Jagannath Temple Act Hurdle In Puri Shankaracharya Mutt Autonomy

Bhubaneswar: In an apparent bid to prevent any possible confrontation with Shankaracharya Swami Nischalananda Saraswati while implementing its Puri Wold Heritage City plans, the Odisha government has granted autonomy to Govardhan Mutt, one of the four Hindu religious seats set up by Adi Shankaracharya in the 8th century.

The autonomous tag was accorded to the Puri Mutt after necessary amendments to the Orissa Hindu Religious Endowments Act, 1951, and later passed by the Odisha Assembly on Saturday.

The amendment gives Puri Mutt parity with the other three Hindu monasteries of Dwarka, Shringeri and Joshimath, all established by Adi Shankaracharya and managed without government interference.

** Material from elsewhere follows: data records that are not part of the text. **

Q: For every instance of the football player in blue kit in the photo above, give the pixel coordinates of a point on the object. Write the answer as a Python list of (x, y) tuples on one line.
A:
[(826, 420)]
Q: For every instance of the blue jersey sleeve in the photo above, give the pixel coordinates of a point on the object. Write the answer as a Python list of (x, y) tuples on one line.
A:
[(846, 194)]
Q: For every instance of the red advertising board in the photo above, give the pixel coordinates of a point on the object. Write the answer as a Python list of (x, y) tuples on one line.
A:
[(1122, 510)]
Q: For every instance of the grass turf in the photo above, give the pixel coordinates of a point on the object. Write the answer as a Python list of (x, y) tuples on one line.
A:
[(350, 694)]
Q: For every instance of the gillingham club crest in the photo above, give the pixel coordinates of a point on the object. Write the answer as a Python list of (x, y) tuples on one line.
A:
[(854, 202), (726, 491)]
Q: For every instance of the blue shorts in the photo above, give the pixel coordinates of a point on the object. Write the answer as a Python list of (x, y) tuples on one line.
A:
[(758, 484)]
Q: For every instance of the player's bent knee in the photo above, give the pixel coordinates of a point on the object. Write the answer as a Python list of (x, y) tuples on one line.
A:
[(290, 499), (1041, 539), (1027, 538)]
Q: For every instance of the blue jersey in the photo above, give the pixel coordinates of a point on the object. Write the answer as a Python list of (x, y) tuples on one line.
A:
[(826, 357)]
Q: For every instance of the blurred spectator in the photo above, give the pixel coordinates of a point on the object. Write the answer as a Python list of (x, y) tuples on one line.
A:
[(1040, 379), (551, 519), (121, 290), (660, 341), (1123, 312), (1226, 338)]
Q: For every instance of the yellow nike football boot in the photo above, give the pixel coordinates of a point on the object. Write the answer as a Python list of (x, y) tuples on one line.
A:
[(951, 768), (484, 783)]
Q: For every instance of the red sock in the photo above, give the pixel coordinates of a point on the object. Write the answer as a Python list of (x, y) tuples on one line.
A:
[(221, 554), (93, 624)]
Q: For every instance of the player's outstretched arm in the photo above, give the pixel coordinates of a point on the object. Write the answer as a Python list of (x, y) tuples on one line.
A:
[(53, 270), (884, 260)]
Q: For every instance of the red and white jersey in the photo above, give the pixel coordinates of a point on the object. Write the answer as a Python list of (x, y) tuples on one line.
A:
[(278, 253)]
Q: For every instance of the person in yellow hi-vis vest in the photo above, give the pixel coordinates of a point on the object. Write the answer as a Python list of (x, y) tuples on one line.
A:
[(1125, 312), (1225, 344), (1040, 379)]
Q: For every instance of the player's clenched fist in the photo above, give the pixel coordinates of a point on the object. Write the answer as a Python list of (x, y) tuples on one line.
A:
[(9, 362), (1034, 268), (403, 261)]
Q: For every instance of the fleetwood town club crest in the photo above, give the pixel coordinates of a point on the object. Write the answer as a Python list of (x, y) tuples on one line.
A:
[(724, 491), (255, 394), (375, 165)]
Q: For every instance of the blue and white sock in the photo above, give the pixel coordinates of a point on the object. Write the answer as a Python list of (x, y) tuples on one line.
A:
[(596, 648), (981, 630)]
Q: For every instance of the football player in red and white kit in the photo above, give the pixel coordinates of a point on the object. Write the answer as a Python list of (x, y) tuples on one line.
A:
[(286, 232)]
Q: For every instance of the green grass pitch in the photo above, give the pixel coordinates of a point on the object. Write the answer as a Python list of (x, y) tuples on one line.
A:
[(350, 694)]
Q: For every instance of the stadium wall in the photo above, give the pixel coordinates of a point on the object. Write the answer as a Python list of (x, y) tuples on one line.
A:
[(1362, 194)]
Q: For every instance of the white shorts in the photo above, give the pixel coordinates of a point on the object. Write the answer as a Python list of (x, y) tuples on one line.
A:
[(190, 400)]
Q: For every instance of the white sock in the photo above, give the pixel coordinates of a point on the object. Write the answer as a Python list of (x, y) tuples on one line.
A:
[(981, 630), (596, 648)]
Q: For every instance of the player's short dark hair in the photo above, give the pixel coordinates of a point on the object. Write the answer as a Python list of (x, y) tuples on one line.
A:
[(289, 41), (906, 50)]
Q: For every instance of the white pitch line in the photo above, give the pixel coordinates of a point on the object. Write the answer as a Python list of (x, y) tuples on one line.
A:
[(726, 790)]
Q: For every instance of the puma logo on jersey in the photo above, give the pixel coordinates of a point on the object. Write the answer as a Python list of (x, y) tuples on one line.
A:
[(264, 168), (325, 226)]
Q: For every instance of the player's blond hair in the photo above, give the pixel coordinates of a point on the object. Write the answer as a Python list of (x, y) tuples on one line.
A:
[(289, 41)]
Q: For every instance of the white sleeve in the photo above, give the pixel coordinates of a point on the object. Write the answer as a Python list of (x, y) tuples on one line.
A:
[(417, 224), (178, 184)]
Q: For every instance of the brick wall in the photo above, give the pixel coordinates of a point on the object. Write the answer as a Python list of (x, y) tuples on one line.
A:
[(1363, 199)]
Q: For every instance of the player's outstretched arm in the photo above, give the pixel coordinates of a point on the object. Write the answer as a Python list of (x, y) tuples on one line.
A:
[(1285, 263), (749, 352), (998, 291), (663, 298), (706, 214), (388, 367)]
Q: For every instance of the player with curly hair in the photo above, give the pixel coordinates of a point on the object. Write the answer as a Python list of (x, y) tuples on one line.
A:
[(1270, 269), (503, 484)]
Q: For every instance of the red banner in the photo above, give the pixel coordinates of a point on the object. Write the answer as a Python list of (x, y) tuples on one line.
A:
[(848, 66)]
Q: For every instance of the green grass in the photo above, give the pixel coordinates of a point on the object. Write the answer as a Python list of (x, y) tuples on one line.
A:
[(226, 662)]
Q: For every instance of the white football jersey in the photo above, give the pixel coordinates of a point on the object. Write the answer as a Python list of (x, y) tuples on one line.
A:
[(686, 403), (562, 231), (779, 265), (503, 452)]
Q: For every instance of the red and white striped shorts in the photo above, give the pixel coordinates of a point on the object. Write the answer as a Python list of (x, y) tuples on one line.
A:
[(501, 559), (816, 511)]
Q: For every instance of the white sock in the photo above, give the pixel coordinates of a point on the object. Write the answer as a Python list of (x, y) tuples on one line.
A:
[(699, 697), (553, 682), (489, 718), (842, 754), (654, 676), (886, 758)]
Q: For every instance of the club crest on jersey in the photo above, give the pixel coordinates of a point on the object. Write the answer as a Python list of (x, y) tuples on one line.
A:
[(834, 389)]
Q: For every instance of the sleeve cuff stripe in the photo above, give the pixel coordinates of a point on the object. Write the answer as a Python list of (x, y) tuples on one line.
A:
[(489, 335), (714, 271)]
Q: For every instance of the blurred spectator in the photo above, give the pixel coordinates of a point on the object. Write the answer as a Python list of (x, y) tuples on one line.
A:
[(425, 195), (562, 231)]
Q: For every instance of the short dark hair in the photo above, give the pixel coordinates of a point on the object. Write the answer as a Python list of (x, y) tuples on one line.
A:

When the state government in October had announced to exclude this oldest monastery in Puri from the purview of the Odisha Hindu Religious Endowment Act, 1951, the Shankaracharya had pushed for total autonomy. He had long been demanding the end of all state control of temples and mutts, arguing that it leads to mismanagement and a decline of Hindu religion.

“The government should also take into consideration the fact that Govardhan Mutt is also under the Jagannath Temple Act,” he had told a national daily in an interview.

The Shri Jagannath Temple Act, 1955, regulates the management system of Jagannath Temple’s affairs and its properties.

“There is a need to consider how much impact the Jagannath Temple Act will keep having on the mutt despite it being freed from under the Endowments Act,” he had further said.


The Naveen Patnaik-led state government recently drew flak for pulling down a number of ancient Hindu monasteries, including 700-year-old Emar Math, 300-year-old Languli Math, also called Nanguli Math, and 521-year-old Bada Akhada Math, around the 12th Century Jagannath Temple in Puri with the Supreme Court advising it to consult Hindu seers and affected stakeholders before going ahead with the demolition drive.

This move to keep the mutt out of the administrative purview of the state government is being seen as a step to appease the Sharkaracharya, who had been quite vocal in the past and expressed his displeasure over interference in affairs of religious institutions.

The government and the Sharkaracharya have been at loggerheads several times in the past. He had skipped age-old ritual during Rath Jatra in 2014, after the government extended him a conditional invitation to come to the chariots “alone”.